The crowd milled around, stared each other down, picked out the opponent they would fight for their piece of fry bread. More than a few people had planned on jumping the surviving members of the band. Thomas, Chess, and Checkers ducked under their table.
“But there is a way,” Big Mom said. “I can feed you all.”
“How?” asked somebody.
Thomas, Chess, and Checkers peered from under the table, listening for the answer.
“By ancient Indian secrets,” Big Mom said.
“Bullshit!”
“Watch this,” Big Mom said as she grabbed a piece of fry bread and held it above her head. “Creator, help me. I have only a hundred pieces of fry bread to feed two hundred people.”
Big Mom held that fry bread tightly in her huge hands and then tore it into halves.
“There,” Big Mom said. “That is how I will feed you all.”
The crowd cheered, surging forward to grab the fry bread.

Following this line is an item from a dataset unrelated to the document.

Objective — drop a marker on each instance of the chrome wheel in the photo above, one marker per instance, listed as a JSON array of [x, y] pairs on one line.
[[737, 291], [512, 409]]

There was a complete feast after all.
“Big Mom,” Thomas asked later as they were eating, “how did you do that? What is your secret?”
Big Mom smiled deeply.
“Mathematics,” Big Mom said.
Robert Johnson was walking toward the Longhouse when he saw the-man-who-was-probably-Lakota sitting on a rock beside the road.
“Ya-hey,” Robert Johnson called out. He was learning.
“Ya-hey,” answered the-man-who-was-probably-Lakota. “Where you headed?”
“Over to the feast. I’m getting hungry.”
“Enit? I guess I’ll come with you.”
Johnson and the old man walked toward the Longhouse. They didn’t say much. Johnson carried his cedar harmonica, and the old man carried a hand drum. They arrived at the Longhouse just as Big Mom tore the fry bread into halves.
“Ya-hey,” Thomas said when Johnson and the old man walked into the Longhouse. “Look who it is.”
“Thomas,” Johnson said as he sat at the table, “it’s good to see you.”
“You look great,” Thomas said, could scarcely believe this was the same man he had met at the crossroads all that time ago.
“Big Mom’s been good for me,” Johnson said as a means of explaining his appearance. “She even made me this ribbon shirt.”
Johnson was wearing a traditional Indian ribbon shirt, made of highly traditional silk and polyester.
“So, what are you doing here?” Thomas asked. “Do you want to leave with us?”